Selçuk, 2025 yaz sezonunun hem iç piyasadaki ekonomik kriz hem de turistlerin yüksek fiyatlardan dolayı yaşadığı sıkıntılar nedeniyle oldukça geç başladığını belirtti. “Bu sezon temmuzun ortasında başladı diyebiliriz. Satışlar tamamen son dakikaya kaldı. 15 Temmuz’dan itibaren bir doluluk yakaladık ama bu sadece 1 – 1,5 aylık bir süreyle sınırlı kaldı. Elbette bu, 12 aylık maliyeti karşılamıyor. Bu nedenle 2025’in zor bir yıl olacağını sezon başında öngörmüştüm ve bu da gerçekleşti,” diye konuştu. Muğla özelinde resmi verilere göre %3’lük bir düşüş yaşandığı belirtilse de Selçuk, bu oranın %10’a kadar çıktığını düşündüğünü söyledi.
“2026 Daha İyi Görünüyor Ama Turizm Pamuk İpliğine Bağlı”
2026 sezonuna dair beklentilerinin daha umut verici olduğunu ifade eden Selçuk, ekonomik göstergelerdeki toparlanmanın olumlu etki yaratacağını dile getirdi: “Şu anda enflasyonda düşüş eğilimi var, maliyetler biraz oturmaya başladı. Küresel ekonomik kriz ve politik gerilimlerde de yavaşlama var. Özellikle İspanya ve İtalya gibi rakip destinasyonlar kapasite sınırına yaklaştıkça, talep Türkiye’ye kayıyor. Bu da bize son dakika avantajı sağlıyor. 2026 rezervasyonları bu nedenle daha iyi gidiyor. Yine de turizm pamuk ipliğine bağlı; beklenmedik bir kriz tüm tabloyu değiştirebilir.”

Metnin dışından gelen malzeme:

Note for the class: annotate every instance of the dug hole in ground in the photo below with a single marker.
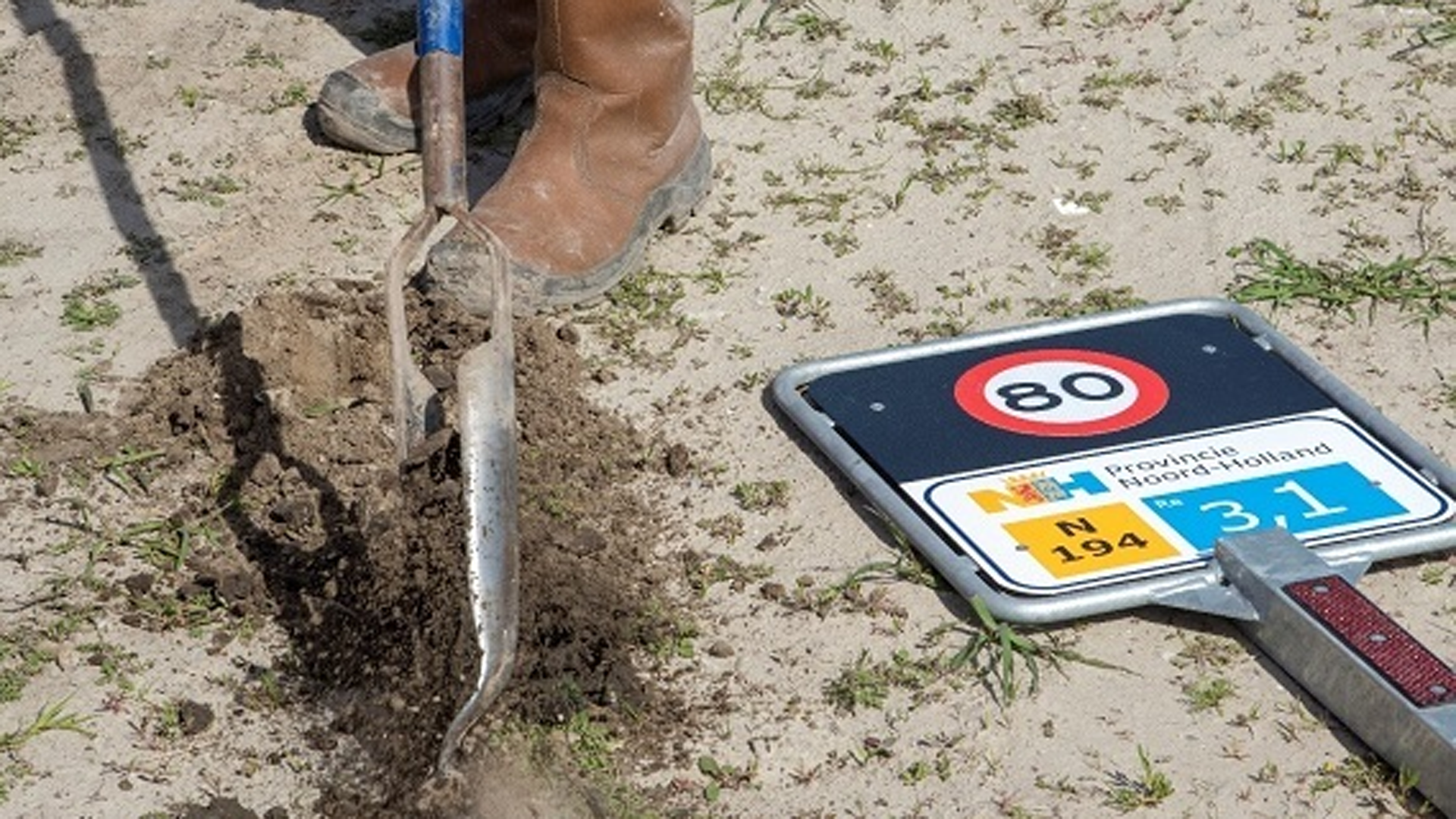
(220, 596)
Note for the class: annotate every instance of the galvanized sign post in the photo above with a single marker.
(1181, 455)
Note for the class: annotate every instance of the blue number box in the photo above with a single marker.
(1302, 502)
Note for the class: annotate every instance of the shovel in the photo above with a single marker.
(485, 375)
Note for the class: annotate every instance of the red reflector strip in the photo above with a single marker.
(1401, 659)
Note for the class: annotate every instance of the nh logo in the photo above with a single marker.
(1036, 488)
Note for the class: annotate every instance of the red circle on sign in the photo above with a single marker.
(1060, 392)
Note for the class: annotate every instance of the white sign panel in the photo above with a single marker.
(1052, 525)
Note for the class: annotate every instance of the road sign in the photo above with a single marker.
(1088, 465)
(1183, 455)
(1092, 519)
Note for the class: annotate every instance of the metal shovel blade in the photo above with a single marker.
(488, 452)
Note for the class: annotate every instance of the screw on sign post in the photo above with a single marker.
(1181, 455)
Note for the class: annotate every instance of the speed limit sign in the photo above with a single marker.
(1060, 392)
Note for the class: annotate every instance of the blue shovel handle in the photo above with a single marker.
(440, 27)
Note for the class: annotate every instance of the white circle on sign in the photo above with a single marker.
(1062, 392)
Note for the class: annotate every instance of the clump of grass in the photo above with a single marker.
(995, 651)
(1423, 287)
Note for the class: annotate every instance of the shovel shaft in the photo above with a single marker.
(440, 49)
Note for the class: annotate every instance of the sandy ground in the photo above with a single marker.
(886, 172)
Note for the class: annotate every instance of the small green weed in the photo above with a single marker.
(210, 190)
(1147, 790)
(868, 686)
(15, 251)
(762, 496)
(1209, 692)
(804, 303)
(88, 306)
(258, 57)
(52, 717)
(1423, 287)
(1367, 774)
(15, 133)
(887, 297)
(1095, 300)
(723, 777)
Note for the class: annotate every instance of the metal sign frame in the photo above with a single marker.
(1199, 588)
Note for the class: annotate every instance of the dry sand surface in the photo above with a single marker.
(218, 599)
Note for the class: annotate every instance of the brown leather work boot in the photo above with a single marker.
(372, 104)
(617, 150)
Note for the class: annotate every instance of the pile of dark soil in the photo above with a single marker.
(364, 566)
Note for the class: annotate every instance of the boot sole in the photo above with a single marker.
(450, 267)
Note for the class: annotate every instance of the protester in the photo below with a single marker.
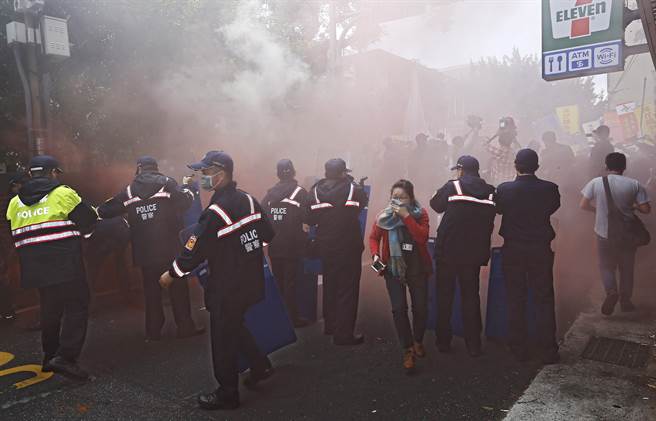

“Sayı Değil, Turistin Bıraktığı Dövize Bakmamız Lazım”
Turizmde asıl önemli kriterin turist sayısı değil, kişi başı gelir olduğunu vurgulayan Selçuk, Türkiye’nin kendini pazarlama konusunda eksikleri olduğunu söyledi: “64 milyon turist geldiği söyleniyor ama ben buna inanmıyorum. Sabah Yunanistan’a gidip akşam dönen günübirlikçi de bu sayıya dahil. Transit yolcular da bu rakamın içinde. Asıl mesele konaklayan turist sayısı ve bıraktığı döviz miktarıdır. Bizim bunu ölçmemiz lazım.”
Selçuk, Türkiye’nin tanıtım ve pazarlama konusunda hâlâ zayıf olduğunu da belirtti: “Mesela Fethiye ve Muğla turizmi büyük oranda İngiltere pazarıyla bağlantılı. Ancak İngiltere’ye yönelik doğru düzgün bir pazarlama stratejimiz yok. En büyük pazarımıza odaklanmamız gerekir.”
“Fiyatlar Oturmazsa Rekabet Edemeyiz”
Turizmdeki en büyük sorunlardan birinin maliyetler olduğunu ifade eden Selçuk, özellikle “her şey dahil” sisteminde çalışan tesislerin çok zorlandığını söyledi: “Rakiplerimiz eti 8 euro’ya alırken biz 14-15 euro’ya alıyoruz. Böyle bir ortamda aynı pazarda rekabet etmemiz mümkün değil. Fiyatların düşmesinden önce oturması, stabil hale gelmesi gerekiyor. Maliyetleri düşürmeden fiyatları düşüremezsiniz.”
Selçuk, üretimden başlayarak ekonomik yapının iyileştirilmesi gerektiğini vurguladı: “Ekonomiyi toparladığımız sürece turizmde çok daha iyi yerlere geleceğiz. 2026 biraz daha iyi olacak gibi görünüyor ama yine de temkinli olmakta fayda var.”
“Gerçek Tanıtım Yapamazsak Misafir Geri Dönmez”
Türkiye’nin doğal güzellikleri ve turizm potansiyeline rağmen, eksik veya yanlış tanıtım nedeniyle misafirlerin memnuniyetsizlik yaşadığını da dile getiren Selçuk: “Denizimiz, kumumuz, güneşimiz çok güzel ama bunları doğru anlatamazsak turist geri gelmiyor. Eksik söylediğimizde güven kayboluyor. Turist artık gerçeği istiyor. Ekonomi düzelirse, biz de elimizi güçlendirip dünyaya çok daha güçlü bir şekilde kendimizi tanıtabiliriz,” dedi.